I understand that this may be a bigger problem for you, but I don't know how to improve it without making the situation worse in other languages.

@matmarex Thanks for the swift reply!

I guess what makes the Serbian example works is because it’s one language written in two different scripts, bearing different Unicode codepoints. It makes sense not to second guess which variant the content is written in (from what I read from the source code comments, that seems very problematic).

The situation in Mandarin Chinese is a bit tricky due to Han Unification. CJK languages share the same Unicode codepoints for similar characters, even when they’re written in different scripts (zh-Hans, zh-Hant). When lang="zh" is specified—since the user agent has no way to know which variant to use and Simplified Chinese users are usually of majority—zh-Hans-CN rules apply.

(Imagine if all Cyrillic scripts were unified and all lang="cyrl" text would be rendered in cyrl-ru unless cyrl-sr was specified. It would be very messed up.)

I guess there might be a few ways to solve this particular issue:

  1. we could remove the lang attribute on the text editor altogether, letting the document lang kick in;
  2. we could check if the page language matches the current UI language, and skip the extra lang attribute if the two are the same;
  3. we could make this a Chinese language-specific issue and make special treatment for lang="zh".

I would say (2) would be more preferable but (3) shall be also fine. What do you think?

I don't think this is plausibly fixable given the point of MediaWiki's "language converter" script transliteration tool; the content might more properly be marked up as zh-hani, but I doubt that will work as expected either?
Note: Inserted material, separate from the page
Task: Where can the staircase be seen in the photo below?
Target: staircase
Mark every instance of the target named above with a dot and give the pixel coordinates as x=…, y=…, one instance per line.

At least in theory, Special:PageLanguage allows you to mark the page as being written in e.g. zh-tw instead of the default zh (it uses the nonstandard codes for some reason), and that should probably be reflected in the lang attributes in the wikitext editor. I haven't tested how well that works, or how it interacts with the language converter.

override CJK rendering on wikitext editors and break punctuation renderings

@RSChiang, could you provide a screenshot and example URL? Like, which punctuation to be specific?